RDC: à trois jours des élections, Kinshasa vise un représentant de l'UE

Des partisans de l’Union pour la démocratie et le progrès social (UDPS) lors d’une manifestation à Kinshasa, la semaine dernière
Photo: Luis Tato Agence France-Presse Des partisans de l’Union pour la démocratie et le progrès social (UDPS) lors d’une manifestation à Kinshasa, la semaine dernière

Kinshasa a demandé le départ du représentant de l’Union européenne à trois jours des élections prévues dimanche en République démocratique du Congo, où une partie de l’opposition a lancé un appel à la grève générale vendredi.

Kinshasa « invite instamment » Bruxelles à rappeler « dans les 48 heures » son chef de mission en République démocratique du Congo, a déclaré le chef de la diplomatie congolaise, Léonard She Okitundu, à des diplomates occidentaux.

Il s’agit d’une mesure de rétorsion de la RDC après le prolongement, le 10 décembre, des sanctions européennes qui visent 14 officiels congolais, dont le candidat du pouvoir à l’élection présidentielle, Emmanuel Ramazani Shadary.
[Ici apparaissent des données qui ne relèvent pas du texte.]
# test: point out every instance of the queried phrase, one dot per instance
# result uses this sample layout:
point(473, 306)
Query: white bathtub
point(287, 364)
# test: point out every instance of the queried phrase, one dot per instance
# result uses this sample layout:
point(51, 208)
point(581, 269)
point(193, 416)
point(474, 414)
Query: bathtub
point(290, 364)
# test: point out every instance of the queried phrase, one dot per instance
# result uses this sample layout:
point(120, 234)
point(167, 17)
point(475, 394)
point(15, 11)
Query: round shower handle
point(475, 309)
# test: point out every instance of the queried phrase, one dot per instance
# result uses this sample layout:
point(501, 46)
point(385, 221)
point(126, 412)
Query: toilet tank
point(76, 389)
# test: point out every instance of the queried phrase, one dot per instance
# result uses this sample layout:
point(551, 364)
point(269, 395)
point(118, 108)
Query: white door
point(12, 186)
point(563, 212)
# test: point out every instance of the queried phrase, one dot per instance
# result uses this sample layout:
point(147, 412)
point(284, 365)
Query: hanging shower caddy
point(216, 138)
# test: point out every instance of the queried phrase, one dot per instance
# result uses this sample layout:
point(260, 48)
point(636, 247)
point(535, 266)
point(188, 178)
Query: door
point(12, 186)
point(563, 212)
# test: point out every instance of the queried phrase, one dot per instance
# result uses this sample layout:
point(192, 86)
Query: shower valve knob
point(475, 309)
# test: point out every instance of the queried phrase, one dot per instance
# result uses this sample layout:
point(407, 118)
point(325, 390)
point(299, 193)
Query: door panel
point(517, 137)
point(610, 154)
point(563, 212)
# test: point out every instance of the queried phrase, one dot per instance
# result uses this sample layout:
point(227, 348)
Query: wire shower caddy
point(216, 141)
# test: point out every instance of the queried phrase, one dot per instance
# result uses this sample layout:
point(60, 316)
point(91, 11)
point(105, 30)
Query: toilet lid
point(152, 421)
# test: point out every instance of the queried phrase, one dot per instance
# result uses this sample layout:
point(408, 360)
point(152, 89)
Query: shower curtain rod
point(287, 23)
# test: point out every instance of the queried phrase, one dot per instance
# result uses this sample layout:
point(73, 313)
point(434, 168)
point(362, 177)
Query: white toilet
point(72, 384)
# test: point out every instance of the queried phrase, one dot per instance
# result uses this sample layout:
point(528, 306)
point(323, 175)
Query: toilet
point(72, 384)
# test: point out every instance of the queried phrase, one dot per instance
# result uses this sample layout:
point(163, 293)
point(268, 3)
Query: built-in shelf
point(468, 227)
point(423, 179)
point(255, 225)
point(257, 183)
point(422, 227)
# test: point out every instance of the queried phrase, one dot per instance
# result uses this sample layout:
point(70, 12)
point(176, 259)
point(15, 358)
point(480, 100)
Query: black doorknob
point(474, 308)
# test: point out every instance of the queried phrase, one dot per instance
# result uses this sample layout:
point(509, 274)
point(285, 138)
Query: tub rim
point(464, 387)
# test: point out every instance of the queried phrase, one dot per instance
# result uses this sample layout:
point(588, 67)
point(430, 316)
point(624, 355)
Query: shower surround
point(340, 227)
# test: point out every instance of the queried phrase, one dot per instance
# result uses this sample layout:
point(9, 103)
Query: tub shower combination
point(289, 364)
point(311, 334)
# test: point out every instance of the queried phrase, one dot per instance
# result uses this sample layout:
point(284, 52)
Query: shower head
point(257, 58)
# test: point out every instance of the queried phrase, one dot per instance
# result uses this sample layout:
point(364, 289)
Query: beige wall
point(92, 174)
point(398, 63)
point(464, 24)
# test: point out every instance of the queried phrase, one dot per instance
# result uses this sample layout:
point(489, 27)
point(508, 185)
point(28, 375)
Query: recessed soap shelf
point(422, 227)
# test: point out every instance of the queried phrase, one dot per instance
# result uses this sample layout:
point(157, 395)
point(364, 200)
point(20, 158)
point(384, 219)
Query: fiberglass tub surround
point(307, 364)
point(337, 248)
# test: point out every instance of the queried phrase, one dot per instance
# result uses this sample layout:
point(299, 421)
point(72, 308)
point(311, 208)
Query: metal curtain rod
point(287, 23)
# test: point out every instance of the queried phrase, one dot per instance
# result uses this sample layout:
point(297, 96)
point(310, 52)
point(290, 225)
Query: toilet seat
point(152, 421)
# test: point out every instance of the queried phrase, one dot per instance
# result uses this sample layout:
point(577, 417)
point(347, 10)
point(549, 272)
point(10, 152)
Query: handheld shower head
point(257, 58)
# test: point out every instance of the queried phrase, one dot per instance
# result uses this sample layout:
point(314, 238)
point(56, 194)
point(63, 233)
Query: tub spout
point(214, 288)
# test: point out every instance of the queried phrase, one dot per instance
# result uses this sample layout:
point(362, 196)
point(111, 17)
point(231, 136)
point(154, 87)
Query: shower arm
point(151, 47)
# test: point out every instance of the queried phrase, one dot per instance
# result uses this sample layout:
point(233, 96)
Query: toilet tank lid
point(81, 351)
Plusieurs responsables du régime du président Joseph Kabila, dont son dauphin M. Ramazani Shadary, ont été accusés de violations des droits de la personne. « Le Conseil réexaminera à nouveau les mesures restrictives compte tenu des élections en RDC et se tient prêt à les adapter en conséquence », avait indiqué l’Union européenne.

Relance des contestations

En politique intérieure, la coalition autour du candidat d’opposition Martin Fayulu a appelé à une journée « ville morte » dans toute la RDC pour protester contre le report partiel des élections qui concerne plus d’un million d’électeurs sur 40, principalement dans le Nord-Kivu à Beni et Butembo.

La Commission électorale nationale indépendante (CENI) « vient de dépasser une ligne rouge », a déclaré la coalition « Lamuka », soutenue par deux poids lourds de l’opposition au président Joseph Kabila, Moïse Katumbi et Jean-Pierre Bemba.

La coalition « exige que la commission électorale retire instamment cette décision injustifiée ».

Pas question pour autant de boycotter le scrutin, a précisé son directeur de campagne, Pierre Lumbi.

L’autre pilier de l’opposition, l’Union pour la démocratie et le progrès social (UDPS), et son candidat Félix Tshisekedi « condamnent » le report mais avaient indiqué dès mercredi qu’ils iraient aux élections.

De son côté, la Majorité présidentielle (MP) du président Kabila a lancé un appel à la « sérénité » en affirmant comprendre la décision de la CENI.

Mercredi, la centrale responsable des élections a reporté au mois de mars les élections dans la région de Beni-Butembo (est) et à Yumbi (ouest) en raison de l’épidémie d’Ebola, des tueries de civils à Beni et à Butembo et de récents massacres communautaires à Yumbi.

L’opposition a déclaré que ce report est « inacceptable », faisant valoir que la CENI exclut du vote des bastions anti-président Kabila.

Le ministre de l’Intérieur, Henri Mova, avait demandé au président de la CENI, Corneille Nangaa, de tenir compte du contexte « sanitaire et sécuritaire » à Beni dans l’organisation des élections.

Violences

La police a tiré et envoyé des gaz lacrymogènes pour disperser des manifestants à Beni, qui protestaient contre le report du vote, a constaté un correspondant de l’AFP.

Au moins six personnes ont été arrêtées à Goma, où des barricades ont été dressées en plusieurs points du chef-lieu provincial du Nord Kivu, selon une autre équipe de l’AFP.

Les élections présidentielle, législatives et provinciales prévues dimanche doivent entre autres désigner le successeur du président Kabila, qui ne peut pas se représenter, d’après la Constitution.

Ces élections ont été trois fois reportées depuis la fin du deuxième et dernier mandat constitutionnel du président Kabila : de décembre 2016 à décembre 2017, de décembre 2017 au 23 décembre 2018, puis du 23 au 30 décembre 2018.

Le président Kabila a désigné un « dauphin » : son ex-ministre de l’Intérieur sous sanctions de l’Union européenne Emmanuel Ramazani Shadary.